Letty didn’t argue, but her eyes said an explanation would be necessary soon. Pax wanted one herself. But she wanted to sleep more. She wanted, at least for a little while, to pretend everything would be okay.
Part 2
Tuesday
&nb
sp; 1
Casaria watched them sleeping. An innocent family huddled on blankets, in desperate need of protection. Half-innocent, anyway; the bruiser of a father was at least partly responsible for their problems. The ratty doctor was hardly innocent, either. She looked like something found caught in the sluice gates of the River Gader. It had taken him a little while to realise who she was; he had met her once, when the MEE sent him to deliver samples. Once was enough. She was plainly as loopy as Apothel, but Management deemed her worth keeping around. Then there was Pax, sleeping apart from the others, near the counter, closer to the Fae than the humans. On her side, arms and legs folded gently, breathing lightly. Almost delicate. In need of protection, too, even if she commanded this group like she knew what she was doing.

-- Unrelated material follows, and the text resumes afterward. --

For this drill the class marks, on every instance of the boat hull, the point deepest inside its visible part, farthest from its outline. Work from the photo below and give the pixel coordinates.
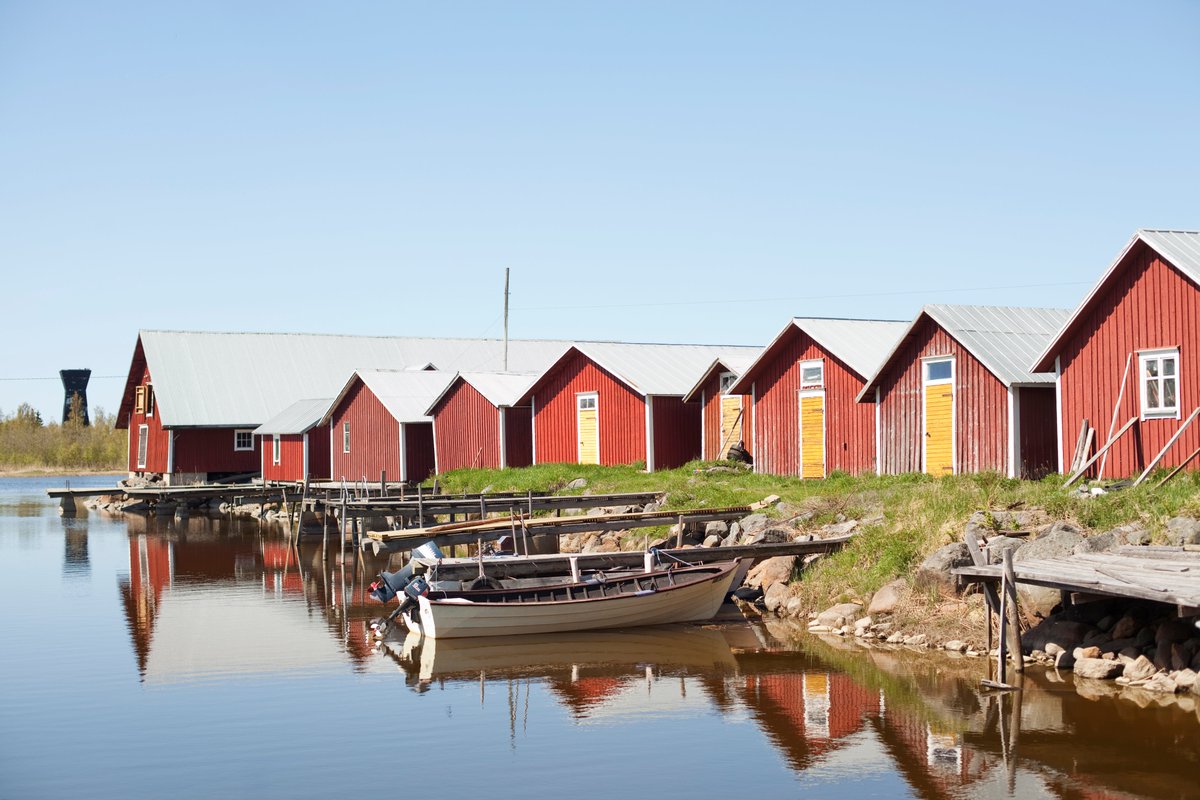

If she knew what she was doing, there was no way she’d be able to sleep.
No way any of them would.
They were in a lair of villainous insects who’d done precious little to prove their worth. The one called Letty, of course, had a thing for Pax, but that would prove fickle. Casaria understood that Pax had a strange effect on people. Like most women that drew you to their will. When the dizzying effect wore off, the vile little creature would turn on them. The other two might not even wait that long.
The plump one with the simple aspect, he was the worst.
Casaria had noticed him watching, not sleeping either, sitting on top of the till. Murderous, looking for a chance to strike. Casaria stared, making sure the Fae saw the white of his eyes in the dark. Bad things might happen if the Fae thought he was asleep.
Just as well Casaria didn’t need to sleep. He’d rested when strapped to that torture chair, and even more during the lengthy bike ride across Ordshaw, even if he’d been too close to Pax for comfort. His wounds weren’t troubling him now. Much as he despised the drink that had been forced on him, it didn’t seem to have had any ill effects. And he’d been careful to keep hydrated, the large bottles of water his single concession to Pax’s stolen goods. That and the shoes. He could hardly function without shoes. He would return money to the shop they came from when all this was over. If he could find it.